Tips To Avoid Stress-Eating
What foods do you reach for when you are stressed? Most likely, carrot sticks won’t make the list. Stressors, such as a crying baby, a looming deadline or financial problems narrow our focus so that we cannot clearly see the bigger picture. Stress hampers our ability to make smart decisions, including decisions about what we will eat.
Why fats and sugars are so comforting
Real and perceived threats trigger a stress response. Your brain releases hormones that prime your body for action, be it to fight or flee from danger. To fuel this enhanced state of arousal, your body craves calorie-dense foods such as macaroni and cheese, chocolate bars and potato chips. Not bad choices if you need instant energy to escape the jaws of a Bengal tiger. However, if your stressors are unpaid bills, a mile-long to-do list or an annoying co-worker, a crème-filled doughnut may briefly ease your stress, but an hour later your mood will crash and, eventually, you will be wearing that doughnut around your waist.
Begin by managing your stress
You can’t eliminate stress from your life, and you really don’t want to. The stress response is part of your physiology, and allows you to respond quickly to danger. You need it to react quickly when maneuvering though heavy traffic or to keep you alert as a project deadline approaches. However, much of our stress is self-created and serves no purpose. Continually replaying past events or possible futures in your mind creates clutter that strains your mental resources. Worrying about too many things at one time is exhausting and takes you away from the present moment where your life exists.

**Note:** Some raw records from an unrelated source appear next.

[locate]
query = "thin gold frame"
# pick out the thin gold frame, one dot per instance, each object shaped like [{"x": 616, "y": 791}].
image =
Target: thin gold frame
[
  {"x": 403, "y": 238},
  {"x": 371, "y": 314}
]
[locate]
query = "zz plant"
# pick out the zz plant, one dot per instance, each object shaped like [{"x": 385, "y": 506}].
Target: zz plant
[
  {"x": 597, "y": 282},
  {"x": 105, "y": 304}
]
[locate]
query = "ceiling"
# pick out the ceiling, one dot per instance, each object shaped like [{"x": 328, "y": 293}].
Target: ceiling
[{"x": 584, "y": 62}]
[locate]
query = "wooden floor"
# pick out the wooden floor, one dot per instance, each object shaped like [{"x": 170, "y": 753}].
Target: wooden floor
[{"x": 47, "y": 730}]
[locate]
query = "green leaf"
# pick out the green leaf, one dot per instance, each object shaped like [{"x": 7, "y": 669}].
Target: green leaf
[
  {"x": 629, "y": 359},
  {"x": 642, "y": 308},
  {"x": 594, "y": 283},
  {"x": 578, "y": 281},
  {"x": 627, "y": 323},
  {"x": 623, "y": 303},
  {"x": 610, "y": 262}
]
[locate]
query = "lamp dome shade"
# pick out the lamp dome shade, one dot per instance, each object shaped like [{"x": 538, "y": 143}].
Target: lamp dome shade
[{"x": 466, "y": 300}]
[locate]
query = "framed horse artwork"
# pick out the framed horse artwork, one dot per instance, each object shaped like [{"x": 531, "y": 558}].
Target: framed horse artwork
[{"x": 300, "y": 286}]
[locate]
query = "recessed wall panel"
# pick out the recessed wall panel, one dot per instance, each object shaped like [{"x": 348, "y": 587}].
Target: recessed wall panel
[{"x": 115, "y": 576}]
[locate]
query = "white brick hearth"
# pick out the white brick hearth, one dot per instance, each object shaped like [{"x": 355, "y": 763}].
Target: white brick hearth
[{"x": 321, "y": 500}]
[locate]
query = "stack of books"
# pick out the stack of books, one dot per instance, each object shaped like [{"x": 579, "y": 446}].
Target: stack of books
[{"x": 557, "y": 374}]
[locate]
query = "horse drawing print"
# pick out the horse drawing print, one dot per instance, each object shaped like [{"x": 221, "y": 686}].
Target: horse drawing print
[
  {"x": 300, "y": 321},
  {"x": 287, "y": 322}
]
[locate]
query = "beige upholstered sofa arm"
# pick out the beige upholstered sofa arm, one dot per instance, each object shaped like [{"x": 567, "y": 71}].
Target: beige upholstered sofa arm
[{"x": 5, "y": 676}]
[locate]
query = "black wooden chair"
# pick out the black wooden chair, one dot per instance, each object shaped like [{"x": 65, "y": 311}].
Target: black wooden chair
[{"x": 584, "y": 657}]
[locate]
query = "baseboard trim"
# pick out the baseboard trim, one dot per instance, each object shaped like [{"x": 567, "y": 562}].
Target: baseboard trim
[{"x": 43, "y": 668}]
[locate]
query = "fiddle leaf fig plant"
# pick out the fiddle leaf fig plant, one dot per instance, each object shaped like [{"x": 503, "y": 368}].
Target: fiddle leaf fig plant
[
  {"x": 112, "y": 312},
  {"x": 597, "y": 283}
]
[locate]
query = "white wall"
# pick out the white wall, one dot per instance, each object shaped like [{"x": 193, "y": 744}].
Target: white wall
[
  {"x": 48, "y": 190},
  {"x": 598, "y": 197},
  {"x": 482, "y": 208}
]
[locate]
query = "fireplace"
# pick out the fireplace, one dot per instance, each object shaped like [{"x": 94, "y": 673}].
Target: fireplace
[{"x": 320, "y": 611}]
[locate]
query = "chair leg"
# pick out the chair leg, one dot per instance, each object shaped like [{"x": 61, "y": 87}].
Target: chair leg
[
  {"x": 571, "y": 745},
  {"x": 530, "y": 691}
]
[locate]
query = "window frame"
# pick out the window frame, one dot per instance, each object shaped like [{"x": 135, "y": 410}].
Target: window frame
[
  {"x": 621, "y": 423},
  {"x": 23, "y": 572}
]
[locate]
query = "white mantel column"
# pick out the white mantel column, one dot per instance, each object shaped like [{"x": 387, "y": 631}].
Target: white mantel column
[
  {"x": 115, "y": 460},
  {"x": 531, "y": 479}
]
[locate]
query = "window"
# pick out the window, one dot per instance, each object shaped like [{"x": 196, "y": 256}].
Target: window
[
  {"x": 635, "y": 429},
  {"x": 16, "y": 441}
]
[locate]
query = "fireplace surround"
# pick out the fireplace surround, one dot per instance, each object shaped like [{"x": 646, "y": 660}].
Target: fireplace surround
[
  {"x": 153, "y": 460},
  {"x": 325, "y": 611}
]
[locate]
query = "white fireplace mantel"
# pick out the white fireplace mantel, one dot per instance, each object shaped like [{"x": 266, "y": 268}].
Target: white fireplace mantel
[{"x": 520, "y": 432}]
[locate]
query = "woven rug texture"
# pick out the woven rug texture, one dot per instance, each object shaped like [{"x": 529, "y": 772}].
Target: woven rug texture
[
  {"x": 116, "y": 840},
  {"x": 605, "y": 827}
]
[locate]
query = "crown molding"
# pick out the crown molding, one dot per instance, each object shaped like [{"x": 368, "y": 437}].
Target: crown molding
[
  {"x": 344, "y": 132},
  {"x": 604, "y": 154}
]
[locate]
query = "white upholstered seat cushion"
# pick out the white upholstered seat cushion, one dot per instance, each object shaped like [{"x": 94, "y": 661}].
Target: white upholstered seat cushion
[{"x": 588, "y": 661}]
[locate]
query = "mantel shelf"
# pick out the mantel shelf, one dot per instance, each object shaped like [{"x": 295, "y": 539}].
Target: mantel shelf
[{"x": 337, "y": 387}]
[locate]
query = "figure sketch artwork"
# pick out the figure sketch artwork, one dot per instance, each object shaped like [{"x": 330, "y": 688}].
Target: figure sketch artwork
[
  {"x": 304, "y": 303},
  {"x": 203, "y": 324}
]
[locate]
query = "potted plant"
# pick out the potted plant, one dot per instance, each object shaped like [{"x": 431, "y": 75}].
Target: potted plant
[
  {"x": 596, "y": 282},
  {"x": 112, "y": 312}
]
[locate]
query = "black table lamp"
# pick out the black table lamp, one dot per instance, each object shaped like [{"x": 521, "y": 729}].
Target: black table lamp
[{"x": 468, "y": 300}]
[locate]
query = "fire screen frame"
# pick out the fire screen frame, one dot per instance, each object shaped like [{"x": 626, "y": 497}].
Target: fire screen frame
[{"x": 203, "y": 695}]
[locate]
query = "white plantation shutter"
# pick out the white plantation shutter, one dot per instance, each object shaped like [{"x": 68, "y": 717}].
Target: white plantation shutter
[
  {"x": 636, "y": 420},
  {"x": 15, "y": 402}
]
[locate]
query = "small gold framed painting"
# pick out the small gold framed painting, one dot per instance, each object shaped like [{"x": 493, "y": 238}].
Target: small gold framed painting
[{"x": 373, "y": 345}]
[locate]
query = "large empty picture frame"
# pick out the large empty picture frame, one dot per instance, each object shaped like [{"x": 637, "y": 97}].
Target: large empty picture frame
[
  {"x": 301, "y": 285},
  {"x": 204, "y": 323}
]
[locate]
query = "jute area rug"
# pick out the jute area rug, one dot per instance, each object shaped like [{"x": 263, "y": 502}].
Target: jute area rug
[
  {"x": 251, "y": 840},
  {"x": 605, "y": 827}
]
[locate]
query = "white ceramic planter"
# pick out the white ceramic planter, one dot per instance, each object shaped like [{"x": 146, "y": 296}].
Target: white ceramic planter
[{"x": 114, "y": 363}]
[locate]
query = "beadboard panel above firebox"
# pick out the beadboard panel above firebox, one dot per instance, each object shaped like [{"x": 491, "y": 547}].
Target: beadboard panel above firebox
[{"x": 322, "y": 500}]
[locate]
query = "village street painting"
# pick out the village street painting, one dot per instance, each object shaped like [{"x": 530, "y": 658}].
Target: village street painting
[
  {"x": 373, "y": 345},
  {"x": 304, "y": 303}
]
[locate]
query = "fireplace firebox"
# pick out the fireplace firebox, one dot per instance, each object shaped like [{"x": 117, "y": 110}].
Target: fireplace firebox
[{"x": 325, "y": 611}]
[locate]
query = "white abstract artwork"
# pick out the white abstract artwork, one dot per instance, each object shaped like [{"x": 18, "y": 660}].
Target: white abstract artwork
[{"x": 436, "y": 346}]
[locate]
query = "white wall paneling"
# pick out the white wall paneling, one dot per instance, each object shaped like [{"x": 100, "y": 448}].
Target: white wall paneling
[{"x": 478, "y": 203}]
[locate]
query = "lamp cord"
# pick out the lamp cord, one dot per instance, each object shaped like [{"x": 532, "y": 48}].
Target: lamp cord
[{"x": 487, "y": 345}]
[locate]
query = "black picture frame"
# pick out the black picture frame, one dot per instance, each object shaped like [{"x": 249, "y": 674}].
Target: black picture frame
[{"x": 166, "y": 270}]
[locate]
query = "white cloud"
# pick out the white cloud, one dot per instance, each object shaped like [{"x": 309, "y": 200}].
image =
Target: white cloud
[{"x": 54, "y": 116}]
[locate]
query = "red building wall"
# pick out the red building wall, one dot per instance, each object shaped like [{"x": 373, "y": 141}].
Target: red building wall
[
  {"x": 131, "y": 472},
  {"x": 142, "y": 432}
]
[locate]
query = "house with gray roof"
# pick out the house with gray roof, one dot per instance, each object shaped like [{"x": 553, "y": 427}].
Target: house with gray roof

Still your harried mind by attending to your body
- Practice deep breathing exercises — Deep, abdominal breathing counters the stress response with the relaxation response. Practice three or four times a day to help you refocus your energy with peace and purpose.
- Take a walk around the block — Physical activity bumps up your brain’s production of endorphins, the feel good neurotransmitters. It also refocuses your mind outwardly, away from the internal nagging of stressors. Regular exercise will improve your general health and give you a greater sense of well-being, making you less likely to seek well-being in a package of cookies.
- Don’t short yourself on sleep — While you sleep, your brain is busy processing everything you’ve experienced during your waking hours. Think of it as tidy-up time. Without enough sleep, your mind is cluttered and confused. Studies back this up finding sleep deprivation leads to greater stress, anxiety and anger.
Take a proactive approach to your eating
- Keep a food journal — Keep track of what you eat, making note of the time and your mood. You will begin to see patterns emerge. Maybe mid-afternoon is when you reach for sugary snacks for a quick pick-up; perhaps you habitually open a bag of chips while watching TV late at night. Understanding your habits is the first step in changing them.
- HALT — This acronym, used by Alcoholics Anonymous, stands for hungry, angry, lonely, tired. When you find yourself reaching for something to eat, halt. Why are you eating? Unless you really are hungry, you are using food to fill some unmet need. Are you angry, lonely, tired or stressed? Think of other, more appropriate ways, to deal with your need.
- Plan meals and snacks to anticipate rough times — Once you’ve figured out your eating triggers, make a plan detailing what you will do rather than eat when cravings hit. If snacking in front of the TV is what you need to relax, try replacing your bag of chips with a bowl of grapes. Since you are most likely not eating out of hunger, it would be even better to replace eating with another activity, such as knitting, while you catch up on your favorite shows.
- Mindful eating — Enjoy your meals. Take small bites and eat slowly. Notice the aroma, texture and flavor of your food. As you become more aware of what you eat, you’ll be better able to identify emotional eating. Make savoring your food a habit, and you will be less prone to “accidentally” eating an entire tub of ice cream.
If you find yourself in the midst of a stress-induced eating binge, don’t make the “what the hell” mistake. It’s easy to say, “I’ve already blown it — what the hell, might as well eat the whole thing.” The more you overeat, the worse you will feel. You know this. Listen to your rational mind and ask, “Why am I doing this?” Throw the cookies, pizza, ice cream, potato chips or whatever has pulled you off track into the trash, and be proud you have the control to do what is best for yourself.